I'm currently developing a project in C which uses this method.  I have 
it allocating lots of small blocks of memory to perform a job.  The 
total comes to 32KB.  When the program is finished I do one "free" call 
to the root structure and I get back ALL of my memory.  Not a single 
byte is leaked.

-- 
-----BEGIN GEEK CODE BLOCK-----
Version: 3.1
GCS/MU/S d-pu s:+ a-->? C++++$ UL+++ P--- L+++ !E W-- N++ o? K? w--- O 
M--  V? PS PE Y+ PGP- t+ 5 X+ !R tv-->!tv b- DI++(+) D++ G e++>e 
h>--->++ r+++ y+++
------END GEEK CODE BLOCK------

James Dunne

Apr 26 2006

xs0 <xs0 xs0.com> writes:

 Not true.  A hierachical memory management system is great!  It sure 
 beats reference counting, manual memory management, and conservative GC.
 
 What you do is allocate some memory, but also provide a "parent" memory 
 pointer to relate the new memory to.  When all is said and done you have 
 a nice tree of related memory pointers (hopefully with just one root, 
 provided you designed correctly).
 
 To free some memory, simply walk all the branches of that node, freeing 
 their memory, then free the original memory.  You can even get 
 predictable destructors for objects this way.
 
 I'm currently developing a project in C which uses this method.  I have 
 it allocating lots of small blocks of memory to perform a job.  The 
 total comes to 32KB.  When the program is finished I do one "free" call 
 to the root structure and I get back ALL of my memory.  Not a single 
 byte is leaked.

But how can you tell _when_ to delete the root? AFAIK, the main benefit 
of GC is not that you don't have to manually free the memory, but that 
you don't have to know when it is safe to do so. I don't see how 
organizing memory blocks into a tree solves that...


xs0

Apr 26 2006

James Dunne <james.jdunne gmail.com> writes:

xs0 wrote:
 
 Not true.  A hierachical memory management system is great!  It sure 
 beats reference counting, manual memory management, and conservative GC.

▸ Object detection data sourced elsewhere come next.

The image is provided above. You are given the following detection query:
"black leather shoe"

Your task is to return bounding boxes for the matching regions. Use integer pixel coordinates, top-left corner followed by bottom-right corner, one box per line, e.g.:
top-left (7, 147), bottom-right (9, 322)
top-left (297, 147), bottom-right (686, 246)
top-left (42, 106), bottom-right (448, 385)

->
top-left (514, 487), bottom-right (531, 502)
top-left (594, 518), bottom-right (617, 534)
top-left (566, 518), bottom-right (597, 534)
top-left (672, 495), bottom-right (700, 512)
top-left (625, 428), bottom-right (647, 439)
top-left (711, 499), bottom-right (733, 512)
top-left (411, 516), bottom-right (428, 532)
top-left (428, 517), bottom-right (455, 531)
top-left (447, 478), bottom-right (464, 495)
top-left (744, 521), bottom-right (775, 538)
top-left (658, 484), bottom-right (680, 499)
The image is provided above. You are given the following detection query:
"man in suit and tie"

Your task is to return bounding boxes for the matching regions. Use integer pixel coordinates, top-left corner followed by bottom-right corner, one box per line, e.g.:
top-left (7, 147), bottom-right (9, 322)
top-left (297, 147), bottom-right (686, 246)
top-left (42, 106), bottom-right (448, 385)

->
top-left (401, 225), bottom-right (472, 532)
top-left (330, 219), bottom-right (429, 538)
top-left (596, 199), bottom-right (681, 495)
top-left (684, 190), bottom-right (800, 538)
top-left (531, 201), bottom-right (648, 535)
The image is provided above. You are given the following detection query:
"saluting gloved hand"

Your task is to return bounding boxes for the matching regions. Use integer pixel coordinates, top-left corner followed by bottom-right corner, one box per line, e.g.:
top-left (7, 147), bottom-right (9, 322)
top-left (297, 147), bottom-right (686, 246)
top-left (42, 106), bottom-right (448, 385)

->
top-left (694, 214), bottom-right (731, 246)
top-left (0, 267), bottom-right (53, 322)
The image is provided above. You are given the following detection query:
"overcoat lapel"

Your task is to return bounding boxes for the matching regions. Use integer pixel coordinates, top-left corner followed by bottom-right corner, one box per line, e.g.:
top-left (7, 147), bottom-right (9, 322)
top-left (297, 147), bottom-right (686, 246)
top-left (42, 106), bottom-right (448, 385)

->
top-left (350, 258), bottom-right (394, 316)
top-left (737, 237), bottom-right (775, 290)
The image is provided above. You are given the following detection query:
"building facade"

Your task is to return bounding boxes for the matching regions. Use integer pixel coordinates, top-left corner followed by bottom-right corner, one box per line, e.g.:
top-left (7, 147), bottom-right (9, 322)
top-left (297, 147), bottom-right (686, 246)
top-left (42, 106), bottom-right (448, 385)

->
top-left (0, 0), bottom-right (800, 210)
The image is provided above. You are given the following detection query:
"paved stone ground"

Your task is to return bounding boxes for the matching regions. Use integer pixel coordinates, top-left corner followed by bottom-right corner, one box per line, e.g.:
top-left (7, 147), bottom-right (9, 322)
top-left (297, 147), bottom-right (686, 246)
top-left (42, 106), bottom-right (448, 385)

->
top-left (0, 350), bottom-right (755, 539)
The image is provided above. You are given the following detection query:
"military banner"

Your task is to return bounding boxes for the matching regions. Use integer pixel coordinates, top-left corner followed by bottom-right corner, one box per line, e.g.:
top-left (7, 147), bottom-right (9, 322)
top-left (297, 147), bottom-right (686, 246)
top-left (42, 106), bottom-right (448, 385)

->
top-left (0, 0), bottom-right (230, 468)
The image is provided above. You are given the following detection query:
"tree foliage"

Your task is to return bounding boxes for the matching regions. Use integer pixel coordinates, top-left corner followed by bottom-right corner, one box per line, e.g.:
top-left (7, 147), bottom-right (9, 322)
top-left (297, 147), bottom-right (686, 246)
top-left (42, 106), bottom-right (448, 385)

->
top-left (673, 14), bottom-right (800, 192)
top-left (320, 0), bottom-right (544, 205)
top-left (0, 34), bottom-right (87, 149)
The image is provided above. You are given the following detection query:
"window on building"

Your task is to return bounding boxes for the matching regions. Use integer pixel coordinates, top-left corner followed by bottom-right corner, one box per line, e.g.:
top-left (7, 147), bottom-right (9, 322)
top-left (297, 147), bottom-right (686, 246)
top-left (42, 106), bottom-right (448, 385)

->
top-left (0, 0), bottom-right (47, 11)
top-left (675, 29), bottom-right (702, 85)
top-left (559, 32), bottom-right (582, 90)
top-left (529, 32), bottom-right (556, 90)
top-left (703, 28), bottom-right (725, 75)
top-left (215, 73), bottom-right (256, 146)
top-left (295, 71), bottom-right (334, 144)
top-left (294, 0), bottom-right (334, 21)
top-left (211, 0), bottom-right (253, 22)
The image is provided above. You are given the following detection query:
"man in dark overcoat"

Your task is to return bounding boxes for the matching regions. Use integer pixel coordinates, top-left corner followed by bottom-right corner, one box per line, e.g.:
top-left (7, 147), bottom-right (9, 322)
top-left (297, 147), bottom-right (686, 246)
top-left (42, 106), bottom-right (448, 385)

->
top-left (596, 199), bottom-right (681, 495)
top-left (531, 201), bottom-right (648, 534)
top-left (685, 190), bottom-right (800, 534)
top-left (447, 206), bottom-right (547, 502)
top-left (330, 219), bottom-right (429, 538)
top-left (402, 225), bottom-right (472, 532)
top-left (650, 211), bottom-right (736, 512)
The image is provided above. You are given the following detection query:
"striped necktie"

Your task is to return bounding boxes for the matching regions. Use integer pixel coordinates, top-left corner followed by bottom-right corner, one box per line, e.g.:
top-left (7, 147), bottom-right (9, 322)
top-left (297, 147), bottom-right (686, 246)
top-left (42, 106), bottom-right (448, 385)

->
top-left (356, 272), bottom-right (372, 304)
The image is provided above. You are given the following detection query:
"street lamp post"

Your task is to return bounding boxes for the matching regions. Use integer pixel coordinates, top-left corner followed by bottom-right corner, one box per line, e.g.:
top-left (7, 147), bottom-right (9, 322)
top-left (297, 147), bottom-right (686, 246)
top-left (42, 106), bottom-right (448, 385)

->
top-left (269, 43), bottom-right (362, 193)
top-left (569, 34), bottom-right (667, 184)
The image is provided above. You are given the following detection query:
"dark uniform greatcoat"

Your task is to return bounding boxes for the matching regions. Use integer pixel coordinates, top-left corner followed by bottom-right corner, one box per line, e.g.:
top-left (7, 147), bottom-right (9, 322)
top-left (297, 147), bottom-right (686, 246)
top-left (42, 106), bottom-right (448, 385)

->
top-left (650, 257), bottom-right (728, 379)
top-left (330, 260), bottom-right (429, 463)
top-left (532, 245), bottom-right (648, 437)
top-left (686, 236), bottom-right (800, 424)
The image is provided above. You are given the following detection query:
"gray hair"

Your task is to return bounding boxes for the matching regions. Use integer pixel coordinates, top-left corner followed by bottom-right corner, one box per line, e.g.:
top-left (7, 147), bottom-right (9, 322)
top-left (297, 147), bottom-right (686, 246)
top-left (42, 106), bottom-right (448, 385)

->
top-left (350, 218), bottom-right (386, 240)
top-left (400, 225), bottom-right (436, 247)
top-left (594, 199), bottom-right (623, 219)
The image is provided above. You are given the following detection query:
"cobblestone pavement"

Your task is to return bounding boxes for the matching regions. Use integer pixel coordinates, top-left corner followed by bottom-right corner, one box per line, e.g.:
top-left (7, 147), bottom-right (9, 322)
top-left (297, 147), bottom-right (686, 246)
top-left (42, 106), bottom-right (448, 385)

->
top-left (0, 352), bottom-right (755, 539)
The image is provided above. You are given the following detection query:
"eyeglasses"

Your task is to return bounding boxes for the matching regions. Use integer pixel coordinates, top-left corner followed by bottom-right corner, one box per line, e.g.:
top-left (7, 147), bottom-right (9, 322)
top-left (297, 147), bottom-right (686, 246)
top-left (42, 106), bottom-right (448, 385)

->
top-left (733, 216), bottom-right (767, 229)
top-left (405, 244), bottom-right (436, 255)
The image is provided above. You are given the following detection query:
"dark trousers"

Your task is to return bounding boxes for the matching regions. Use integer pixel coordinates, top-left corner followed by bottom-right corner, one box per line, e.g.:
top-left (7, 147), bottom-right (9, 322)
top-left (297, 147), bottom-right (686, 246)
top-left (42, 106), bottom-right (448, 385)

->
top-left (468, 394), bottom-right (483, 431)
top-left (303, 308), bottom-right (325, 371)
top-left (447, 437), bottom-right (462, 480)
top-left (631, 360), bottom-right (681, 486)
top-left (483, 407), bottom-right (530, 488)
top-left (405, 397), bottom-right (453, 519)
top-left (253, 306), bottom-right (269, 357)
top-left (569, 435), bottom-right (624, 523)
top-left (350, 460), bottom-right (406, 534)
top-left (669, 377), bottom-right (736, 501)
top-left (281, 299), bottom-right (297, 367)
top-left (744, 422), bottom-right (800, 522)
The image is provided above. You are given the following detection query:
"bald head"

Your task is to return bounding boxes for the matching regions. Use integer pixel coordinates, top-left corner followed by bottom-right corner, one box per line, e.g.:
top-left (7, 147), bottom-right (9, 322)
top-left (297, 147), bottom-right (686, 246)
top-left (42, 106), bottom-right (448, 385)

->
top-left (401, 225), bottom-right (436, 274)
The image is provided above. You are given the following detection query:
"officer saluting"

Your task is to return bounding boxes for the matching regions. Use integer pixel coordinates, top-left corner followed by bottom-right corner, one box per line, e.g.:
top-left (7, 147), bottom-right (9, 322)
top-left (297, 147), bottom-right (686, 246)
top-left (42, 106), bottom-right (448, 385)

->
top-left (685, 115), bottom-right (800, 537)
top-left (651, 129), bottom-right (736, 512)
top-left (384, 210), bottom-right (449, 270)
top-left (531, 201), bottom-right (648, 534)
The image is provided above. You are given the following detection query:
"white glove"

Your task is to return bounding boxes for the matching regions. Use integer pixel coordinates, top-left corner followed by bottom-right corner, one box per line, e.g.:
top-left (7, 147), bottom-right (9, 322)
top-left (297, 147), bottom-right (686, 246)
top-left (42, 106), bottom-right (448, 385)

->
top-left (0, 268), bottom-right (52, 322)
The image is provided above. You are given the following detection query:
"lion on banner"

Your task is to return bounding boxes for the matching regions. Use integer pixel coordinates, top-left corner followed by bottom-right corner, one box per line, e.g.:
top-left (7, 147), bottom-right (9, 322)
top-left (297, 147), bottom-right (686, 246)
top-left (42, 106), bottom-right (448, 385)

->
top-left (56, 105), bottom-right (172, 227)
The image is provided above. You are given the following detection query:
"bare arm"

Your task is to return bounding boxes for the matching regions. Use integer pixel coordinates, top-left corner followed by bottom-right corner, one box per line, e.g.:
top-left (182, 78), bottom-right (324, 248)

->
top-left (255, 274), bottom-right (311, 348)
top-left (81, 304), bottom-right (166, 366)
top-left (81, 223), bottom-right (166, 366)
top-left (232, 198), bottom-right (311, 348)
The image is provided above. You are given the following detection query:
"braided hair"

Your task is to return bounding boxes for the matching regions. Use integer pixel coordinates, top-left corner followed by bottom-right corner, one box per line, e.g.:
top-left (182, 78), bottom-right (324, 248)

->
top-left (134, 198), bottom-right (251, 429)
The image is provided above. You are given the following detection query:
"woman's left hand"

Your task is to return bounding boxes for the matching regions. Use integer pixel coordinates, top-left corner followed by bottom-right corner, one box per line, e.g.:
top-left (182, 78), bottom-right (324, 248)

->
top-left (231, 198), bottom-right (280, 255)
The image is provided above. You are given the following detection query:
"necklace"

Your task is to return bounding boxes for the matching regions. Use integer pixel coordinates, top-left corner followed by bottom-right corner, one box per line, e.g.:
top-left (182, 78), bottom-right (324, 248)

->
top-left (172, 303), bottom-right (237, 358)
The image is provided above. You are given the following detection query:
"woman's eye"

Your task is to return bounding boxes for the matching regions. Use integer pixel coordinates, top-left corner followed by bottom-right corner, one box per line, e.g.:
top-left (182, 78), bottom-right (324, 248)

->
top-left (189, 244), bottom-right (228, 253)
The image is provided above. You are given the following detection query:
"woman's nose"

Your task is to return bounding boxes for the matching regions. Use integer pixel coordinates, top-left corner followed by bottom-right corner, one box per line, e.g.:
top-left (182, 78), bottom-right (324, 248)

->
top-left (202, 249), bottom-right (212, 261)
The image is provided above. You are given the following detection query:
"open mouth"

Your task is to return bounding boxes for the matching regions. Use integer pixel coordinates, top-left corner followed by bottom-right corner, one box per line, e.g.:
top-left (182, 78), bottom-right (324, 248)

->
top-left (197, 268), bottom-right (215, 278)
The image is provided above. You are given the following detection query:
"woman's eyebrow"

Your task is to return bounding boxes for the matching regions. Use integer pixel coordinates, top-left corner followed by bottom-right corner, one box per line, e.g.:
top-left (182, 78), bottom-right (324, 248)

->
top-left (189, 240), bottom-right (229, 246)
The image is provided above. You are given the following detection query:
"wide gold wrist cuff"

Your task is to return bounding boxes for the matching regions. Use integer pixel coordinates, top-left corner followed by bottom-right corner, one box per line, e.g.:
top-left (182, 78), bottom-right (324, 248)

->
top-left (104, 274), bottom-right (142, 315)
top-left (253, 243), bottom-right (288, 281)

 What you do is allocate some memory, but also provide a "parent" 
 memory pointer to relate the new memory to.  When all is said and done 
 you have a nice tree of related memory pointers (hopefully with just 
 one root, provided you designed correctly).

 To free some memory, simply walk all the branches of that node, 
 freeing their memory, then free the original memory.  You can even get 
 predictable destructors for objects this way.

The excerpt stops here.